Ultimately, what they wanted was for Trump alone to dictate the terms of the bill, using his magical, superhuman deal-making arts. He told them, "I alone can fix it." That's what they believed.
They wanted entitlements saved and they wanted infrastructure, which to an old Washington hand like Noonan sounds like liberalism, but to them it was conservatism, because Trump talked about it all in the same speeches in which he attacked Hillary Clinton and denounced CNN and insulted Mexicans and promised to bomb the shit out of ISIS. It's the mirror image of the trick libertarians like Gary Johnson use: Say you're anti-war and pro-weed, and certain dumb lefty kids will think that you're left-wing even as you talk about abolishing the Social Security and eliminating federal student loans.
More from Noonan:
Whenever I used to have disagreements with passionate pro-Trump people, I’d hear their arguments, weigh their logic and grievances. I realized after a while that in every conversation we always brought different experiences to the table. I had worked in a White House. I had personally observed its deeper realities and requirements. Their sense of how a White House works came from news shows and reading, and also from TV shows such as “House of Cards” and “Scandal.” Those are dark, cynical shows that more or less suggest anyone can be president. I don’t mean that in the nice way. Those programs don’t convey how a White House is an organism demanding of true depth, of serious people, real professionals.

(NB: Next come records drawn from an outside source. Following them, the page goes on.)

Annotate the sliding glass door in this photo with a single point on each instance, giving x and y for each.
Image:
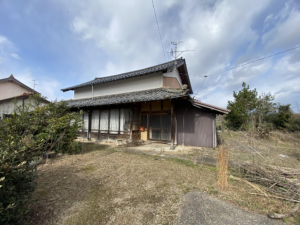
(160, 127)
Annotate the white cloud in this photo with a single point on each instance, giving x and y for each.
(14, 55)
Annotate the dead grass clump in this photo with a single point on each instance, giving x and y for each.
(222, 166)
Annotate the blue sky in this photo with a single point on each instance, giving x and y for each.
(60, 43)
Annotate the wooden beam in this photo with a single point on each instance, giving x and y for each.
(172, 125)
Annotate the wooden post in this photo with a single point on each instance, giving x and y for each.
(131, 112)
(172, 126)
(89, 125)
(99, 124)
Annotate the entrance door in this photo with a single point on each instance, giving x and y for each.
(160, 127)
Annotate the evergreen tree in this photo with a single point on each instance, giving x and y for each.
(244, 103)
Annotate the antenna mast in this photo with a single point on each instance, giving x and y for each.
(175, 53)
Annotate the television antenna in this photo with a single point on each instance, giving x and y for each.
(34, 84)
(177, 53)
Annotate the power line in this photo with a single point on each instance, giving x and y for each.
(159, 31)
(244, 64)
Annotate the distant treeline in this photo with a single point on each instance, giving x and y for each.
(250, 110)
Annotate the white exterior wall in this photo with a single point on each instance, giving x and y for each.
(140, 83)
(11, 89)
(7, 107)
(175, 74)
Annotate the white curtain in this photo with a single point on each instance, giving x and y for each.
(124, 120)
(104, 121)
(114, 121)
(95, 120)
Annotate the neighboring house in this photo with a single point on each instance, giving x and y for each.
(11, 89)
(153, 103)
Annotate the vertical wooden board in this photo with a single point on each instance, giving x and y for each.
(155, 106)
(171, 82)
(145, 106)
(166, 105)
(144, 135)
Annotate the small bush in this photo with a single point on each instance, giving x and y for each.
(25, 136)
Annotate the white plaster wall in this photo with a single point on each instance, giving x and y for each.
(7, 107)
(84, 92)
(145, 82)
(175, 74)
(11, 89)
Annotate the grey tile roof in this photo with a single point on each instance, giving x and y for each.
(165, 66)
(196, 102)
(139, 96)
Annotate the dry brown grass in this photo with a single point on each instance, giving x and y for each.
(110, 186)
(222, 166)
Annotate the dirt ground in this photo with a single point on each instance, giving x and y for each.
(111, 185)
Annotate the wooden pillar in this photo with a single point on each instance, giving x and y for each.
(89, 125)
(99, 124)
(172, 125)
(131, 115)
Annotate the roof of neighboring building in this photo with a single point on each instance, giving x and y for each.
(24, 95)
(139, 96)
(168, 66)
(13, 79)
(196, 103)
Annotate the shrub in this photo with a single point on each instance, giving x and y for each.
(26, 135)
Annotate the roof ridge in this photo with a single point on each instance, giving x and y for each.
(162, 64)
(131, 74)
(213, 106)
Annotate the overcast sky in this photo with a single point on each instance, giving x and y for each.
(61, 43)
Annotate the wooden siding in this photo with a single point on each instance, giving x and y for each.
(198, 126)
(171, 82)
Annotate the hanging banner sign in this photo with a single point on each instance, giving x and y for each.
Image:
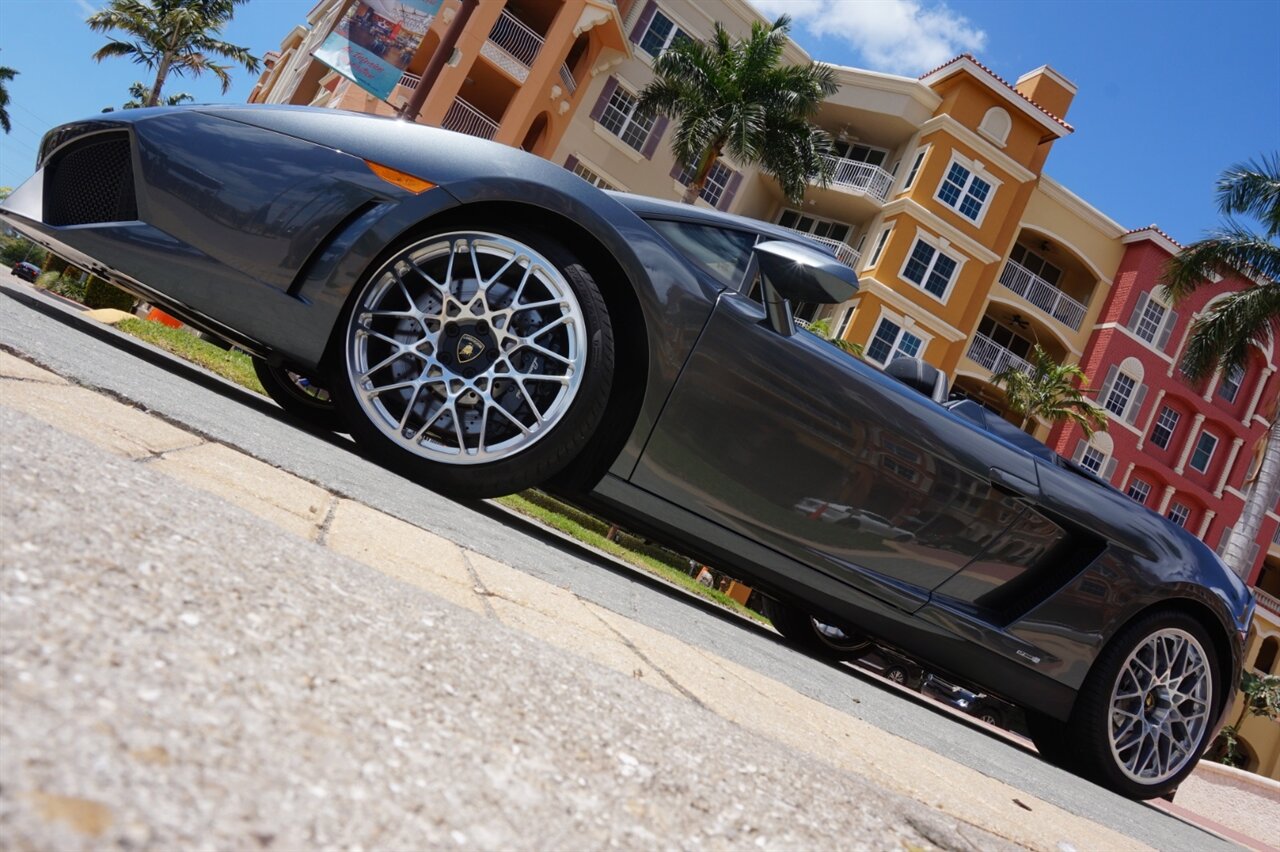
(375, 41)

A president has to be a serious person too, and not only an amusing or stimulating talker, or the object of a dream.I don't think Noonan is completely off base here, and I'm pleased that she wants a president who's a grown-up. (I don't have nearly as much respect for the emotional maturity of the president she worked for as she does, but I'll grant that Ronald Reagan was a Gibraltar of emotional stability compared to Trump. I'll also grant that most of the people Reagan appointed to run the country had relevant experience and were grown-ups.)

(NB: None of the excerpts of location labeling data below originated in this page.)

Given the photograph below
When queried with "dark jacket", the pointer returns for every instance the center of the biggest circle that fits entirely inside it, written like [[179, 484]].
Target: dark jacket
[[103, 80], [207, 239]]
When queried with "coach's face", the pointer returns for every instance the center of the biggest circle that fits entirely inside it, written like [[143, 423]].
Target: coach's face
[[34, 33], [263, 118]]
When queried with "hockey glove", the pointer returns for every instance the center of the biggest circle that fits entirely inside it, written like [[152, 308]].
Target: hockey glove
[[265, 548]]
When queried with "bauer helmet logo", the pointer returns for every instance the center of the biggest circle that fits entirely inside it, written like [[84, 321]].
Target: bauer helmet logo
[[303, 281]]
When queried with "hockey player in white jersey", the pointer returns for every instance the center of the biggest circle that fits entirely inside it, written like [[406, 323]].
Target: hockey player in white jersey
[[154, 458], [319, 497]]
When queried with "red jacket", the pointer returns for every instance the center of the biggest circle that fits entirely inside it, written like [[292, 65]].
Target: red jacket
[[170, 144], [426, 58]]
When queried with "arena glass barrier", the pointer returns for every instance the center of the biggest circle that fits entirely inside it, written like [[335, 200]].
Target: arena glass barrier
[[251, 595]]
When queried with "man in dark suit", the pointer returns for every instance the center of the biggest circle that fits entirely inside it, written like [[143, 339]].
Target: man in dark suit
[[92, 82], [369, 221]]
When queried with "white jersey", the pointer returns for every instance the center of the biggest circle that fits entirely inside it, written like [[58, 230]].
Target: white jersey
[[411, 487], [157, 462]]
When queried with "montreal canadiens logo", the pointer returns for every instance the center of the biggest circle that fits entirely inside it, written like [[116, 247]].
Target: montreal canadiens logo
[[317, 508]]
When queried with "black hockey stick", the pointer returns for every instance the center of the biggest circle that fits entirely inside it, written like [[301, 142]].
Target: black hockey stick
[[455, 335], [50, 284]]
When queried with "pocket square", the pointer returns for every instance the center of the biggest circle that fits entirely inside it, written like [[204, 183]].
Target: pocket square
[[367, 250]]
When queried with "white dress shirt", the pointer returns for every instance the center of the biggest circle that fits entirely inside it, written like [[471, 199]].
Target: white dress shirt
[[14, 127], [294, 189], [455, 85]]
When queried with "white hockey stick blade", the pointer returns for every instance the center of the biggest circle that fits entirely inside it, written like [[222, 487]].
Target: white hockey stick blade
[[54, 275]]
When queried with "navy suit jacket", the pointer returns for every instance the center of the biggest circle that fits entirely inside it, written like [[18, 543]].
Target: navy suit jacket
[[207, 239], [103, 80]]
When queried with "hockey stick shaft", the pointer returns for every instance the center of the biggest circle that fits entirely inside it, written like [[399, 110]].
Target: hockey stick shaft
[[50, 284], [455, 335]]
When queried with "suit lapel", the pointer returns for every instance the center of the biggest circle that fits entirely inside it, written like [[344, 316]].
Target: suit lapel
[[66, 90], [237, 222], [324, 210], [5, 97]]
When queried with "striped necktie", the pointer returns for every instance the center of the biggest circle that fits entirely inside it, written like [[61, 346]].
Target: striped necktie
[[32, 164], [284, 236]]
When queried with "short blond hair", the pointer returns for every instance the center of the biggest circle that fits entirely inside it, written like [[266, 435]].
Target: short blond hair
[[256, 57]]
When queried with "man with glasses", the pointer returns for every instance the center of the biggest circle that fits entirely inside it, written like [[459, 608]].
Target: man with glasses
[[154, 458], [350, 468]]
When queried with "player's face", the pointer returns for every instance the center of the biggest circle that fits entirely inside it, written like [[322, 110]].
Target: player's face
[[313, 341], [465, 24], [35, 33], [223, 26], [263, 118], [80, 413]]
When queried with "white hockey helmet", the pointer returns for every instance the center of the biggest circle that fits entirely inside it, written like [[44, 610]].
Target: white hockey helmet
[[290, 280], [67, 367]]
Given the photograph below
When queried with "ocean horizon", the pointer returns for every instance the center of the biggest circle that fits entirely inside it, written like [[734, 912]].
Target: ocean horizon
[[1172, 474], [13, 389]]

But when Trump supporters imagine what a president ought to be, I don't think they're imagining dark satires like House of Cards and Scandal. I think they imagine something from completely outside the world of politics. I think they imagine Trump as a biker ...
... or as Rambo ...
... or as whatever the hell he's supposed to be in this image:
imagine believing this is what's actually happening as Trump hires his sixth Goldman Sachs guy for his administration pic.twitter.com/EQj0ZBFmIL— Tom Bloke (@21logician) March 30, 2017
Trump fans don't want him to be a president -- they want him to be an action-movie hero. They want him to transcend politics. No, that's not quite accurate -- they want him to kick politics' ass. They want him to leave politics bleeding to death in an alley. And many of them, although probably fewer and fewer every day, still think that's possible.
They're delusional. They're children. That's why they voted for him.